Here’s a truism that educators repeat endlessly (and, apparently, fruitlessly): Just because you went to school, doesn’t mean that you understand how schools work.
It applies to all the logistical and philosophical details about schooling, from busing to teacher prep to grading. Just because you had three recesses per day in elementary school doesn’t mean that kids in 2023 have that essential play built into their days. Just because you took Algebra I in ninth grade doesn’t mean that your seventh grader won’t have single-variable equations in their homework packet. Just because teaching seemed easy (or dreadful) to you, as a child or teenager, doesn’t mean that anybody can do it.
And so on. You don’t know what’s going on in schools—or why—unless you’re there all the time and have deep knowledge of education policy and practice.
In a wonderful piece in his eponymously named blog, Tom Ultican writes about a deal going down in Texas:
Under this new legislation, the state of Texas is contracting with Amplify to write the curriculum according to TEA guidelines. Amplify will also provide daily lesson plans for all teachers. The idea is to educate all Texas children using digital devices and scripted lesson plans while teachers are tasked with monitoring student progress.
This, of course, is not new at all. Education publishers and nonprofits have been hawking standards / curricula / benchmarks / instructional materials / “innovative” reforms—all of them ‘aligned’—for decades, ramping up this effort post-NCLB, and culminating in the Great National Project to Standardize Everything, the Common Core.
Tom does a superb job of deconstructing the fallacy of one-size-fits-all lesson plans, as well as giving his readers a heads-up about Who Not to Trust in Ed World and what they really want.
I was struck by this quote from the so-called Coalition for Education Excellence (“Reducing teacher workloads with State support”):
“Many teachers in Texas are currently working two jobs—designing lessons and teaching them—which is contributing to their exhaustion and teacher shortages. Access to high-quality instructional material can reduce teacher workloads and play a critical role in delivering quality education.”
I have no doubt that many Texas teacher are actually working two jobs, given that the minimum salary for 5th-year TX teachers (who have certainly created lots of lesson plans at the point) is less than $40K. I imagine asking that 5th year teacher if he would rather have more money or free (mandated) lesson plans, courtesy of Texas, which has already spent more than $50 million on the pre-designed, screen-ready lessons from Amplify.
Here’s where the lack of insider knowledge—”just because you went to school…”—comes in, at the intersection of curriculum and instruction.
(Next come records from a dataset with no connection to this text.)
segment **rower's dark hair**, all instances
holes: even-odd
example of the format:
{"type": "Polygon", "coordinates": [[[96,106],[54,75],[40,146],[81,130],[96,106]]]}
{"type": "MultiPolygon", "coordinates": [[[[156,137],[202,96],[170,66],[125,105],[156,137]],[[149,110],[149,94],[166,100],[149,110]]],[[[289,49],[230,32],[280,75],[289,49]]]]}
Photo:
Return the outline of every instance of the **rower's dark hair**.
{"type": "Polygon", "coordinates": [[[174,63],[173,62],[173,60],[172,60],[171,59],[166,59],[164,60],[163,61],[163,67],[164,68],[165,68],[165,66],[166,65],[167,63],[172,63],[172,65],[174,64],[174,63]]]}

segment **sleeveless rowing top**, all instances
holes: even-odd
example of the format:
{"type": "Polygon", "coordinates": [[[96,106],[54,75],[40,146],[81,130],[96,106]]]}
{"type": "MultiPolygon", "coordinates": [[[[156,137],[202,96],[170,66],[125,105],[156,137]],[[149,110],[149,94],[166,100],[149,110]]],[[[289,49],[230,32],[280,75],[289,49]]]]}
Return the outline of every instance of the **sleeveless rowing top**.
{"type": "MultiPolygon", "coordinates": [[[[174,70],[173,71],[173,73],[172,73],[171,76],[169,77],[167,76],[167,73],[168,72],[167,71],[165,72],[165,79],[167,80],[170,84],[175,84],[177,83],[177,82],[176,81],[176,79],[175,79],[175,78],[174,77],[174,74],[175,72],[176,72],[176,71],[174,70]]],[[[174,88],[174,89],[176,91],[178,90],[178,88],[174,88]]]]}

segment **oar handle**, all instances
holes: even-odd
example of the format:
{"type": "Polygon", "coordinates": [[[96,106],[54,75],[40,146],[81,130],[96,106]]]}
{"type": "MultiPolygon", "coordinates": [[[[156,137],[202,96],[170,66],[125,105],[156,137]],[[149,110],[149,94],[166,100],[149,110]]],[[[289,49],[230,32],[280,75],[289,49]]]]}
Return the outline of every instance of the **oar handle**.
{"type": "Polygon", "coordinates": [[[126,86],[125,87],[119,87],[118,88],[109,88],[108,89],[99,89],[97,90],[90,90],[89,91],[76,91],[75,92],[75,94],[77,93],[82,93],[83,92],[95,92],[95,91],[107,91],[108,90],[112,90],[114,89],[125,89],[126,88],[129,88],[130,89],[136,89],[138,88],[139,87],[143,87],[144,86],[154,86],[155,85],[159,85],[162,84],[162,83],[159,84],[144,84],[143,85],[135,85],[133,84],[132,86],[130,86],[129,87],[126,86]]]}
I guess that free (mandated) lesson plans might sound like a good idea to someone whose conception of instruction was formed by the conveyor belt of students with flip-top heads featured in “Waiting for Superman,” another artifact of the roiling education reform dialogue.
No amount of marketing pomposity can change the fact that teachers, in order to be effective, need some control over their professional work. Effective teaching goes like this:
- Get to know the students you’re responsible for—their strengths, their shortcomings, their quirks. Let them know you care about them, and intend to teach them something worthwhile.
- Using that knowledge, design and teach lessons to move them forward. Persist, when your first attempts fail or produce mediocre results. Check on their learning frequently, but let them know that you’re checking in order to choose the right thing to do next—not to punish, or label them. Re-design lessons using another learning mode, accelerate, cycle back to review, pull out stragglers for another crack at core content, challenge those who have mastered the content and skill with enrichment activities—and do all of this simultaneously, every hour of the school day.
In other words, designing lessons and teaching them cannot be separated, if you’re hoping to create a coherent curriculum or motivated learners. They’re entirely dependent on the students in front of you. Removing one of the two from the equation makes it harder, and more time-consuming, if the goal is crafting a learning classroom.
One of the phony reasons for adopting the Amplify curriculum TX state legislators have been fed is that students were being taught “below grade-level content.”
It would be easy for those without experience as educators to assume that kids in Texas were being short-changed, left behind, by feckless teachers lazily spoon-feeding them easy subject matter.
There might be actual reasons for this: some curricula is best understood and applied when taught sequentially. A sharp teacher, getting to know her students, can identify gaps and address those before moving to the next stage—a far better and more efficacious plan than starting with whatever the state has designated as “grade-level.”
The grade-level curricula may be inappropriate for some kids (special education students spring to mind here). It may have been set by people who haven’t been in a classroom in decades, or don’t understand what the pandemic—or poverty—have done to students in any given state or town.
Lesson planning and its partner, effective instruction, are things that teachers get better at, year after year. They are a central part of what it means to be a good teacher. Taking lesson planning away from an entire statewide public school system is not an act designed to make teachers’ lives easier.
It’s about control over what gets taught.